Autorka: Veronica Toumanova, verotango.com, 2013

Tłumaczenie: Lechosław Hojnacki, 2021

 Przez całe lata mojej obecności w tangu spotykałam się (i wciąż spotykam) z pewną charakterystyczną postawą u tancerzy (zarówno mężczyzn, jak i kobiet, ale częściej kobiet), którą można streścić w słowach ”ludzie, z którymi chciałabym tańczyć, nie tańczą ze mną. Nie są towarzyscy. Powinni być bardziej otwarci, wyjść ze swojego małego świata, wypróbować nowego tancerza (mnie), zaakceptować mnie taką, jaką jestem i cieszyć się tym, co mam do zaoferowania”. Typową konsekwencją takiej postawy jest frustracja. Powoli (a czasem i szybko) frustracja przesłania inne aspekty tangowego doświadczenia, osoba taka czuje się odrzucona i wreszcie tworzy się błędne koło: tanguera czuje, że inni jej nie chcą, popada w zły nastrój i w efekcie tańczy jeszcze mniej.
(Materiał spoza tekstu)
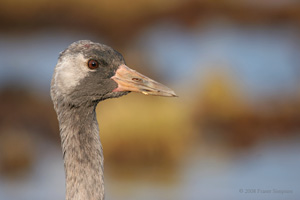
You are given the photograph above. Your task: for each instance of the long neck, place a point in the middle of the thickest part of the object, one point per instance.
(82, 153)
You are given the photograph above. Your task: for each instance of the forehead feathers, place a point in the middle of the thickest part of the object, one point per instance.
(93, 50)
(72, 68)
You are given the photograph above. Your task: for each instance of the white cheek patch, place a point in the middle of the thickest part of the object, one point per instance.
(69, 72)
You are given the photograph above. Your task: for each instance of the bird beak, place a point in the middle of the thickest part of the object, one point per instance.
(130, 80)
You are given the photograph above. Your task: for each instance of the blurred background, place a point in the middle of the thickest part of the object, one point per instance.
(233, 133)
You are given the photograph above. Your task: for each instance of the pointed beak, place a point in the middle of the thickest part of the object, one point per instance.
(130, 80)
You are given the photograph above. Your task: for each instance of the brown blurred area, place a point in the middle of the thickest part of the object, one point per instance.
(147, 135)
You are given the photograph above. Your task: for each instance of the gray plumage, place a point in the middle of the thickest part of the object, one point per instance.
(75, 92)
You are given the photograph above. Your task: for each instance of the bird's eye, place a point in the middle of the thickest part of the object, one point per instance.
(93, 64)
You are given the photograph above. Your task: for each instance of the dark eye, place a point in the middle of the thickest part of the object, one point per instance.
(93, 64)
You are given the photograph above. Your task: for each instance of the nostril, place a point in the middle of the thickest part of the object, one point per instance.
(136, 79)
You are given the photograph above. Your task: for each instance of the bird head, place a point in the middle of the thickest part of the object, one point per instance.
(89, 72)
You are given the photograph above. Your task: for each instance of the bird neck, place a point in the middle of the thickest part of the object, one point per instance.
(82, 153)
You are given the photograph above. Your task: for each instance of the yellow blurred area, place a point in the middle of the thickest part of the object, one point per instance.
(149, 130)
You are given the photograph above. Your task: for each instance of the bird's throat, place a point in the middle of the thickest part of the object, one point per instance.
(82, 153)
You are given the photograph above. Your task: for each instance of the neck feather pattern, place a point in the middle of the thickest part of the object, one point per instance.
(82, 152)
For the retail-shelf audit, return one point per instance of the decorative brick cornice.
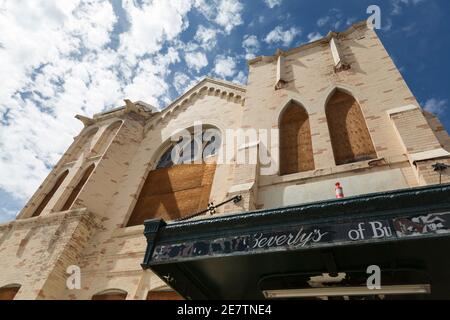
(213, 87)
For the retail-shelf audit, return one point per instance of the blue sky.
(61, 58)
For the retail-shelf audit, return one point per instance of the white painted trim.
(430, 154)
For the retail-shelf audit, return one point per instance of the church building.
(324, 164)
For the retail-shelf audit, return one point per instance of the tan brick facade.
(123, 146)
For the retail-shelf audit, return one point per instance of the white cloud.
(399, 4)
(225, 67)
(196, 60)
(151, 24)
(225, 13)
(251, 46)
(436, 106)
(313, 36)
(59, 63)
(240, 78)
(278, 35)
(206, 37)
(272, 3)
(323, 21)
 Możesz się z taką postawą zgadzać lub nie. Ja osobiście się z nią nie zgadzam, ale piszę to nie dlatego, że chcę ją oceniać, ale raczej dlatego, że po pierwsze chcę ją zrozumieć, a po drugie, chcę pomóc zmienić tę postawę w coś bardziej produktywnego.

 Jeśli nigdy nie doświadczyłaś takiej frustracji, możesz teraz przestać czytać. Jeśli jednak uznasz za interesujące pytania takie, jak „dlaczego on mnie nie zaprasza”, “dlaczego ona na mnie nie patrzy” lub „wszystkie te grupki snobów tańczą tylko między sobą, szkoda że choć raz nie wystawią nosa na świat realny i nie zauważą kogokolwiek z zewnątrz”, wtedy mój tekst może ci pomóc pokonać frustrację i znaleźć w tangu więcej radości.
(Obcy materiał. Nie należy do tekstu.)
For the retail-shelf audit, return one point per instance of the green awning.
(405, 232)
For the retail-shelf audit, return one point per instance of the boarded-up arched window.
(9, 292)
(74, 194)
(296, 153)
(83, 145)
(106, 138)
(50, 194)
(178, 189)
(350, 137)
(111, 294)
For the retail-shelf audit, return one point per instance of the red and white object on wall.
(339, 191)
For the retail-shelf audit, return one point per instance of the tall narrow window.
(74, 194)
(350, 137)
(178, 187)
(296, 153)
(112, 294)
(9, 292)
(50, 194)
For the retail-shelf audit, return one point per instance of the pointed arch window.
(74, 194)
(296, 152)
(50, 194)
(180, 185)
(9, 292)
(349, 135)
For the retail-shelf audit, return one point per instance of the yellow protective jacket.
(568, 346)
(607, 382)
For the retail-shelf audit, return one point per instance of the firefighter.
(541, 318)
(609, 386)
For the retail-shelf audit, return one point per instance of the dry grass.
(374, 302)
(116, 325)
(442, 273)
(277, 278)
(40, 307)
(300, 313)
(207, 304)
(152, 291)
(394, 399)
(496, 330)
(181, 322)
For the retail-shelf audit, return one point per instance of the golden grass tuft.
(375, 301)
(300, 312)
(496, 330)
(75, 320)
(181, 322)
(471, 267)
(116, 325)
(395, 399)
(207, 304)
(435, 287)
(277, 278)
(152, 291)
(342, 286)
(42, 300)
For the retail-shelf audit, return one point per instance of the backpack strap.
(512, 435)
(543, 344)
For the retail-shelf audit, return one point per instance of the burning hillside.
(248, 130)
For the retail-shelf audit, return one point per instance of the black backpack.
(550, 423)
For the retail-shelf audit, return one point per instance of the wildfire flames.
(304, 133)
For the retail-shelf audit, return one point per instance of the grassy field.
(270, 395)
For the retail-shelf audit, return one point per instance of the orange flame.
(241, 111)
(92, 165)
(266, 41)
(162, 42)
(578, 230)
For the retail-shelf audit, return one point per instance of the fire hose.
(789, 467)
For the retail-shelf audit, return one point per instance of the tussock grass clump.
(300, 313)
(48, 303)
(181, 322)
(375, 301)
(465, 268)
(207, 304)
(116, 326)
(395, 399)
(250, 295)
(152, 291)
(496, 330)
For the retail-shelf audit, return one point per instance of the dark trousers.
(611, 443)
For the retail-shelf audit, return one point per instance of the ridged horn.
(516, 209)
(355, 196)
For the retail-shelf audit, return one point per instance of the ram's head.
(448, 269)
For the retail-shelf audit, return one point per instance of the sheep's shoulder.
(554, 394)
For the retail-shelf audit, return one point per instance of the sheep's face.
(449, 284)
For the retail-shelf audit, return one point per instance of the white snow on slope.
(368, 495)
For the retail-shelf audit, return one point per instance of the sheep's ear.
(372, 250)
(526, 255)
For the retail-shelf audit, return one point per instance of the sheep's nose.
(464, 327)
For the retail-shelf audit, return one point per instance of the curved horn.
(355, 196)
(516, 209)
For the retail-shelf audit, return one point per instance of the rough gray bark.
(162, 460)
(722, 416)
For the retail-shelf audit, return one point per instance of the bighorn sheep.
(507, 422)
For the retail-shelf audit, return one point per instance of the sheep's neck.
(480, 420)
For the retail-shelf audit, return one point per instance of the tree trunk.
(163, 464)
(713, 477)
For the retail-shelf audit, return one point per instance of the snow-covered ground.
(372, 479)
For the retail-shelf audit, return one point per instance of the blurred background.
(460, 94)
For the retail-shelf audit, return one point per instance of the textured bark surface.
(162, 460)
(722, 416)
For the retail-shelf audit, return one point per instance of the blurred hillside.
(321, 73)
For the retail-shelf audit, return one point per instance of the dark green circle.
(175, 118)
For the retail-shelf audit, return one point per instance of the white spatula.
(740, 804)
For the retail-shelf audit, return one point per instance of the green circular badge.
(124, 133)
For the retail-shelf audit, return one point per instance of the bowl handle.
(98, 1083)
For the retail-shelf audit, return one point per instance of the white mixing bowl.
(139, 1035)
 Kiedy zaczynamy jakąś aktywność, taką jak na przykład tenis, fotografię czy malowanie, jakoś nie oczekujemy, że nasz trener tenisa będzie od razu chciał z nami grać dla własnej rozrywki. Nie spodziewamy się, że czasopisma fotograficzne opublikują nasze pierwsze zdjęcia albo, że galerie sztuki rzucą się wystawiać nasze pierwsze obrazy. Oczywiście wszystko może się zdarzyć, ale wszyscy rozumiemy, że byłby to wyjątek. W żadnej innej dziedzinie życia nie oczekujemy, że inni będą nas cenić, doceniać i pożądać bez naszej wcześniejszej osobistej inwestycji w nasze UMIEJĘTNOŚCI. Jednocześnie wielu, gdy tylko wkracza w świat tanga, wydaje się zapominać o tej prostej zasadzie życiowej: że konieczne jest i nasze własne inwestowanie, i wzajemne zainteresowanie. 
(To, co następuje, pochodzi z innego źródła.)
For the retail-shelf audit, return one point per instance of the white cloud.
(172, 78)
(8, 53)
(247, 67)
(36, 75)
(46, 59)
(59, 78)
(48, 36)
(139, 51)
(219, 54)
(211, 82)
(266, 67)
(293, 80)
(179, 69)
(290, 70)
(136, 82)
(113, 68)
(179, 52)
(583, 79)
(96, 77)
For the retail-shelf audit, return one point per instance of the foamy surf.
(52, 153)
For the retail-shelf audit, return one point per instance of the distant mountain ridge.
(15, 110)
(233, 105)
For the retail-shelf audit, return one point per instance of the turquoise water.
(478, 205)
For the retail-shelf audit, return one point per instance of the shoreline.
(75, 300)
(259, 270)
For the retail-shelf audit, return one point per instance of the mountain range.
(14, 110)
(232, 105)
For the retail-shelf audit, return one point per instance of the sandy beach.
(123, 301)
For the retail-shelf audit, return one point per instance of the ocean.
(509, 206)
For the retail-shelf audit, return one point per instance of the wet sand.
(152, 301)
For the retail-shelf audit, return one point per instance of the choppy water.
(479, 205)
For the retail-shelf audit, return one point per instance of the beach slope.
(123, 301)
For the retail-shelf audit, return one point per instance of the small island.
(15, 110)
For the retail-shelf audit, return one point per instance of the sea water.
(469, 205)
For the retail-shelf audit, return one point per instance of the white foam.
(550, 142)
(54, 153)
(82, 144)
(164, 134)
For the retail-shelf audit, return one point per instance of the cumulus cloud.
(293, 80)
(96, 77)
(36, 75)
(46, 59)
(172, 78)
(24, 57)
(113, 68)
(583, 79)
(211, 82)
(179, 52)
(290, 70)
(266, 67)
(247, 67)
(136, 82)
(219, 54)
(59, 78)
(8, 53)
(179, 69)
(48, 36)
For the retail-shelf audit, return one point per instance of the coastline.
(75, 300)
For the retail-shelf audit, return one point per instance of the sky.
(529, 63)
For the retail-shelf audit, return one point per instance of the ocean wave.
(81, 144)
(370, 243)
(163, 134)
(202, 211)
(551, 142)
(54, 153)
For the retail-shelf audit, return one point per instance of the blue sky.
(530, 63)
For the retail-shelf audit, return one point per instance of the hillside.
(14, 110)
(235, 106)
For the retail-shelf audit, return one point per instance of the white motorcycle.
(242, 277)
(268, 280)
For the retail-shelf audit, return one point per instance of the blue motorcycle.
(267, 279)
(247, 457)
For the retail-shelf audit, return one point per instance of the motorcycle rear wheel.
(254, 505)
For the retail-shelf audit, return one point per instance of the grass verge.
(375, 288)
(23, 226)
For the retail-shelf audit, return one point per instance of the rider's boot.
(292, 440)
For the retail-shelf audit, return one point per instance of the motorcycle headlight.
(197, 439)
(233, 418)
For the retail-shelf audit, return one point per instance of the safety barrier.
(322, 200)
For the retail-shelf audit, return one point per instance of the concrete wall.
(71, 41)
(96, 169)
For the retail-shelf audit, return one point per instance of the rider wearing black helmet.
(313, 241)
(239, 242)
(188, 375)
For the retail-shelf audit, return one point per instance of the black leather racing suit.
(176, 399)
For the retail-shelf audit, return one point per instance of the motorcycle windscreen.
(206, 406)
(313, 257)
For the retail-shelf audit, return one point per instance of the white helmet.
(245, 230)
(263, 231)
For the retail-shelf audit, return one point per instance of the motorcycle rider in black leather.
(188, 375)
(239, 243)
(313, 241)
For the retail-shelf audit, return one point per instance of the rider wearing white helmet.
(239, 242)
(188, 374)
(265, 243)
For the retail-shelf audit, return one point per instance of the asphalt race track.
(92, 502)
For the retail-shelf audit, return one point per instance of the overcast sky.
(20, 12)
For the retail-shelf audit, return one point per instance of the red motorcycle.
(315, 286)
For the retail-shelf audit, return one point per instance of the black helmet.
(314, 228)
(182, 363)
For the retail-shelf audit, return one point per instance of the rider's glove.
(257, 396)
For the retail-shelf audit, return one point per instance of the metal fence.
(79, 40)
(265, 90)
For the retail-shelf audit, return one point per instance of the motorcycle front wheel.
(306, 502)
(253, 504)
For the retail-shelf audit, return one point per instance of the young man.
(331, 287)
 Jak to możliwe, że inteligentni, wykształceni i doświadczeni ludzie zaczynają żywić tak nierealistyczne oczekiwania? Zamieszanie przynajmniej po części wynika z błędnej interpretacji słowa „społeczny” (ang. “social”; termin “social tango” odnosi się do tanga argentyńskiego i akcentuje jego charakter zjawiska społecznego a nie działalności zawodowej, przyp. tłum.) „Społeczny” w tangu oznacza, że ​​tańczymy w parach oraz jednocześnie z innymi parami wokół siebie na parkiecie. I że między tandami można się „socjalizować”, aby pomóc w „tworzeniu społeczności tangowej”. „Społeczny” nie oznacza natomiast, że ​​inni ludzie koniecznie zaakceptują cię dokładnie takim, jakim jesteś, albo że tańczą z tobą tylko dlatego, że ty chcesz tańczyć. „Społeczny” nie oznacza, że ​​inni ludzie są ci coś winni lub że mają obowiązek zapewnić ci dobrą zabawę. Ty też nie masz takiego obowiązku. Ale oni MOGĄ dać ci dobrą zabawę i ty też MOŻESZ.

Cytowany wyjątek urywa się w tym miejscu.